La via della creatività è stata invece affidata ad Andrea Gollini, vicedirettore Caritas di Reggio Emilia – Guastalla: «Papa Francesco ci ha sempre detto che siamo dentro un cambiamento d’epoca. Le forme dell’annuncio e della vita cristiana devono quindi essere ripensate alla luce del mondo che è cambiato. Il Papa ci invita ad abbandonare la logica del “si è sempre fatto così” e ad abbracciare la via della creatività. Per noi cristiani e per la Caritas vivere la creatività significa seguire l’esempio di Gesù non a fare cose nuove, ma a fare nuove tutte le cose. A Reggio Emilia abbiamo provato a concretizzare questo invito con tre cambiamenti: passaggio da mensa a mense diffuse, da ascolto ad ascolto diffuso, da dormitorio a locanda di accoglienza. Ad esempio avevamo un’unica mensa per persone senza fissa dimora che serviva circa 150 pasti al giorno in una sede Caritas. Ora abbiamo sei mense diffuse che sono spazi nelle parrocchie più piccoli, che accolgono al massimo una ventina di persone. Queste mense sono diventate luoghi di incontro e relazione, dove si sperimenta la comunità. In ogni mensa ci sono anche operatori dell’ascolto che stanno a fianco dei poveri, non con la logica dello sportello ma con quella dell’incontro e dello spezzare il pane insieme». Andrea Gollini ha sottolineato anche che «la creatività nasce dalla consapevolezza che siamo talmente tanto amati da Dio, da desiderare di portare e donare questo amore agli altri. Come dice una nostra volontaria: noi siamo chiamati a testimoniare la sovrabbondanza dell’amore di Dio».

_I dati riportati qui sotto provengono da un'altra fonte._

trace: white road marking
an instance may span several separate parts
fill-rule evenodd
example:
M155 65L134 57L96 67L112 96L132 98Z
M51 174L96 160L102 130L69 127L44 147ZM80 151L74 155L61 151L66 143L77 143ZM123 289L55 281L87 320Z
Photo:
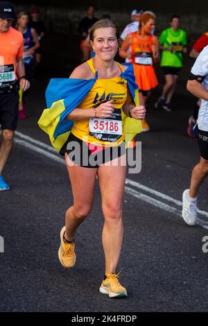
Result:
M135 188L140 189L141 190L144 190L145 191L153 194L153 195L156 196L157 197L159 197L162 199L164 199L167 201L170 201L171 203L173 203L174 204L177 205L177 206L182 206L182 202L180 200L177 200L176 199L170 197L169 196L165 195L162 192L157 191L157 190L152 189L151 188L148 188L148 187L144 186L141 185L141 183L137 182L136 181L133 181L130 179L126 179L125 180L126 185L130 185L131 186L135 187ZM201 215L203 215L208 218L208 212L205 211L202 211L201 209L198 209L198 212Z
M51 146L47 145L46 144L42 143L38 140L34 139L33 138L27 136L26 135L22 134L18 131L15 132L16 137L15 138L15 143L21 145L26 148L31 149L35 152L37 152L40 154L42 154L47 157L60 163L62 165L65 165L65 162L64 158L61 158L60 155L58 152ZM173 198L162 192L157 191L157 190L149 188L146 186L144 186L136 181L133 181L130 179L126 179L125 182L126 185L129 185L132 187L135 187L135 188L143 190L148 194L154 195L159 198L163 199L168 202L171 202L177 206L182 207L182 203L180 200L177 200L176 199ZM160 208L161 209L164 209L170 213L174 214L177 216L181 216L181 211L174 207L173 206L171 206L166 203L164 203L157 199L155 199L150 196L146 195L143 193L139 192L137 190L132 189L129 187L125 187L125 192L129 194L134 197L141 199L148 204L153 205L157 207ZM208 212L205 211L202 211L200 209L198 210L198 213L201 215L203 215L206 217L208 217ZM202 226L202 228L205 228L208 229L208 222L200 220L200 218L198 219L198 225Z

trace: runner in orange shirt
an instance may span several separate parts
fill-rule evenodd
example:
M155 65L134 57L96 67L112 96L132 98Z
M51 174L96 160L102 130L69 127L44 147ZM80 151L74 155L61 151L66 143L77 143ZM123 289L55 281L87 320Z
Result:
M30 87L30 83L25 78L22 61L23 37L20 32L11 27L15 19L12 5L8 1L0 1L0 124L2 129L0 191L10 189L1 172L10 153L17 128L19 85L24 91Z
M151 34L155 26L155 18L148 13L140 17L138 32L127 35L119 51L121 58L128 58L133 63L136 83L139 86L139 101L146 105L149 92L157 85L157 79L153 62L159 60L157 37ZM128 52L130 46L131 53ZM142 121L143 131L150 127L145 120Z

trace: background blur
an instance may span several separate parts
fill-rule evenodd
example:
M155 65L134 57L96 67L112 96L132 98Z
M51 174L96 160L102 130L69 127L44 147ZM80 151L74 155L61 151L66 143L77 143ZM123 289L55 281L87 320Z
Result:
M118 24L121 32L130 22L130 12L133 9L153 10L157 16L156 35L168 27L173 14L181 15L181 27L188 34L189 48L201 34L208 31L208 1L189 0L45 0L29 2L27 0L12 1L17 13L21 10L30 11L37 6L41 11L41 19L44 21L47 33L43 46L44 67L53 66L71 70L79 64L80 53L78 26L85 15L87 7L96 8L95 16L100 18L103 14L109 14ZM187 56L188 57L188 56ZM120 61L122 61L120 58ZM190 62L187 58L187 69Z

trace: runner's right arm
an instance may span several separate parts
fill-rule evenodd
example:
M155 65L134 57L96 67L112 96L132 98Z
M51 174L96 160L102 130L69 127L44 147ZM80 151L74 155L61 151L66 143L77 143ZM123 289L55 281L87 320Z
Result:
M208 74L208 46L196 59L189 77L187 89L197 97L208 101L208 91L202 84Z
M69 78L89 79L92 76L89 73L88 65L86 62L77 67L69 76ZM103 103L96 108L74 109L66 117L66 120L78 121L91 118L110 118L114 112L113 101Z
M19 84L24 92L30 87L31 84L25 78L25 68L22 57L17 58L16 62L17 74L19 78L20 78ZM22 78L23 76L24 78Z
M124 59L126 58L128 59L131 58L132 54L127 52L127 50L128 49L130 44L130 40L131 35L128 34L121 45L121 50L119 51L119 55L121 58L123 58Z

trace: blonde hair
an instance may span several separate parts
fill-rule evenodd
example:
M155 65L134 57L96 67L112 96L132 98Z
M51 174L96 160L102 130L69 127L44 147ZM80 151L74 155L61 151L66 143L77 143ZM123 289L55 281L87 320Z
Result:
M116 33L117 40L119 39L119 31L117 25L116 25L112 20L104 19L98 20L92 27L89 32L89 40L90 41L94 41L94 32L99 28L106 28L107 27L112 27Z
M21 12L17 15L17 21L16 27L19 27L19 22L18 22L18 20L19 20L22 16L28 16L28 17L29 18L29 15L28 14L28 12L26 12L26 11L21 11Z
M139 18L139 33L140 34L141 32L142 28L142 23L146 24L150 19L153 19L155 21L155 17L153 15L149 13L146 13L141 15L141 17Z

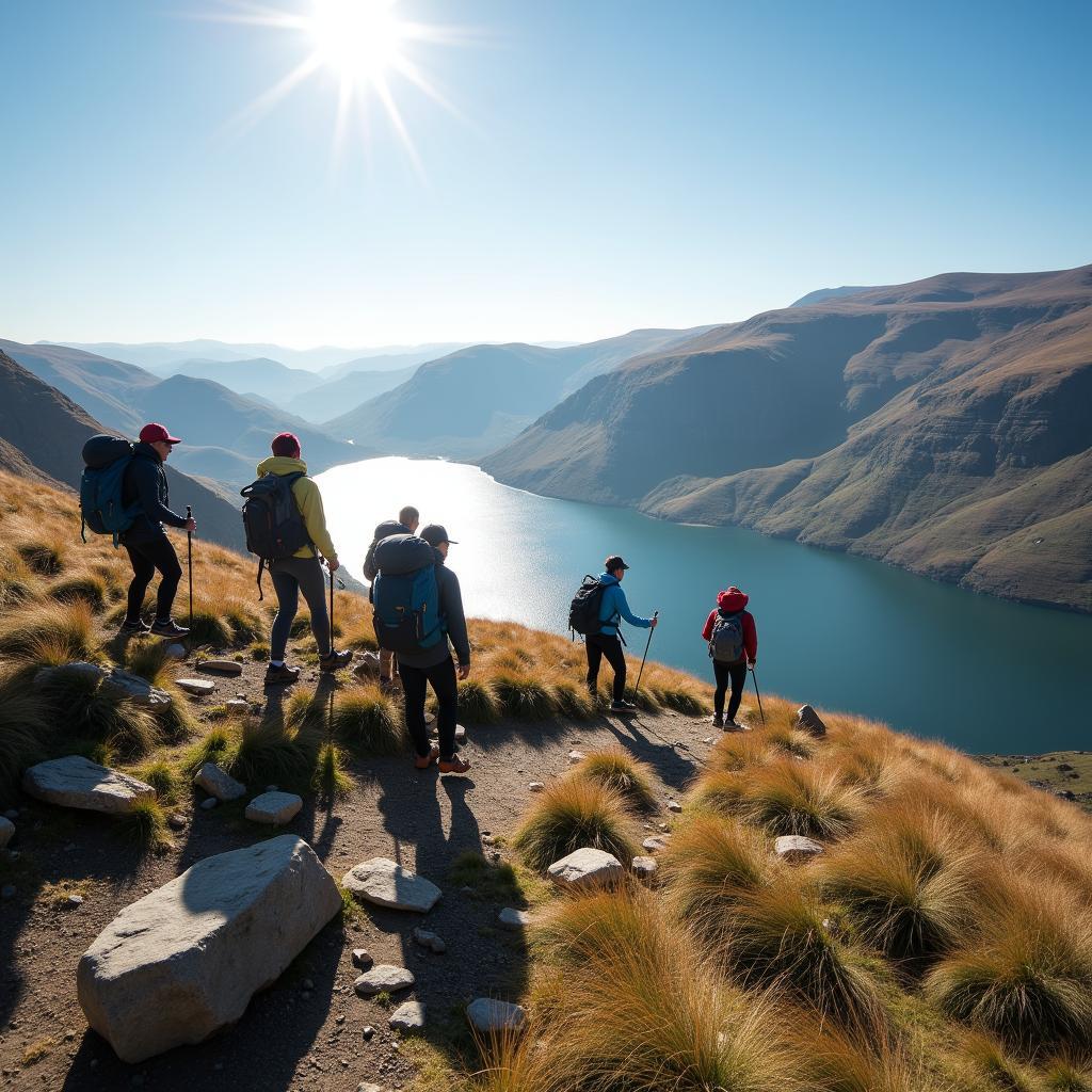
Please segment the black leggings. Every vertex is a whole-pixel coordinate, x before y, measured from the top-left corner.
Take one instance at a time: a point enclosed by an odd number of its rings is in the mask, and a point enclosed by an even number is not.
[[[156,569],[159,570],[159,591],[155,602],[155,617],[159,621],[170,618],[170,607],[178,591],[178,581],[182,579],[182,567],[178,563],[178,555],[166,535],[156,535],[147,542],[124,543],[129,562],[133,567],[133,579],[129,585],[129,604],[126,618],[135,621],[140,618],[144,605],[144,593],[152,583]]]
[[[424,758],[431,750],[428,728],[425,726],[426,687],[432,684],[432,691],[440,703],[437,728],[440,733],[440,758],[454,758],[455,722],[459,719],[459,682],[455,680],[455,662],[447,656],[431,667],[411,667],[399,662],[399,675],[405,691],[406,727],[413,740],[413,749]]]
[[[747,684],[747,661],[740,660],[736,664],[722,664],[713,661],[713,674],[716,676],[716,693],[713,695],[713,709],[716,713],[724,712],[724,691],[728,688],[728,680],[732,681],[732,698],[728,701],[728,720],[734,721],[739,711],[739,702],[744,697],[744,686]]]
[[[615,670],[612,696],[615,701],[621,701],[626,697],[626,653],[622,652],[621,641],[617,637],[593,633],[584,643],[587,649],[587,689],[594,691],[598,686],[600,664],[606,656],[607,663]]]

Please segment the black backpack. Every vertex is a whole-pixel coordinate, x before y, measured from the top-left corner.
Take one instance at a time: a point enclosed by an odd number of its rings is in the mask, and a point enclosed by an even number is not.
[[[247,549],[258,555],[258,598],[262,596],[262,571],[268,561],[292,557],[296,550],[311,545],[304,517],[293,496],[295,474],[263,474],[251,482],[240,496],[242,503],[242,527],[247,533]]]
[[[581,582],[569,606],[569,629],[573,633],[573,640],[577,633],[592,637],[600,632],[603,626],[600,621],[600,606],[603,603],[605,586],[592,575],[585,575]]]

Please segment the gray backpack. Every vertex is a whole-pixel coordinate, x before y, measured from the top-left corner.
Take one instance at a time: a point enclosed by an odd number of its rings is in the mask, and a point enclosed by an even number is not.
[[[719,664],[736,664],[744,657],[744,613],[726,615],[716,612],[709,654]]]

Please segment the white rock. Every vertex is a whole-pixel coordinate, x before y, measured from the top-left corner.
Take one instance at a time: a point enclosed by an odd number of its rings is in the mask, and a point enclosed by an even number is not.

Dopo gli interventi, i partecipanti si sono divisi in gruppi e si sono confrontati sulle tre vie e su quanto ascoltato. Ciò che è emerso dai lavori di gruppo, è stato poi condiviso con tutti. Al termine della mattinata, dopo la condivisione, Mons. Angelo Spina ha ringraziato i presenti e ha sottolineato che «la Chiesa sta facendo un cammino sinodale, in cui tutti sono chiamati non solo ad essere collaboratori, ma anche corresponsabili. La prima cosa da fare è l’ascolto, che è il più grande servizio. Come Chiesa dobbiamo chiederci: siamo una Chiesa che deve parlare al mondo o è il momento di ascoltare e permettere al mondo di parlarci? L’ascolto va vissuto nel nostro tempo, con i drammi del covid e della guerra. Davanti alle difficoltà, come Chiesa diciamo: “Vieni Signore Gesù”. Lui sta sempre con noi e non ci abbandona mai. Come ha detto il Papa, questo cammino sinodale è fatto di tre parole: comunione (unione con Dio e tra di noi), partecipazione (ognuno è protagonista con i propri carismi, che sono per gli altri e per la Chiesa), missione (Chiesa in uscita)». L’Arcivescovo ha poi ringraziato il direttore Simone Breccia, tutti gli operatori e i volontari e li ha incoraggiati ad «andare avanti con speranza e gioia, chiedendo il dono dello Spirito Santo che crea comunione e armonia». Mons. Angelo Spina ha anche ricordato l’impegno della Caritas diocesana, dalla famiglia siriana accolta grazie ai corridoi umanitari all’accoglienza di oltre 50 profughi ucraini, fino alla nuova mensa della Caritas che nascerà nella chiesa di Santo Stefano, chiusa da 40 anni, a duecento metri dalla stazione. Qui i poveri non avranno solo un piatto caldo, ma troveranno un ambiente familiare e si sentiranno accolti e amati».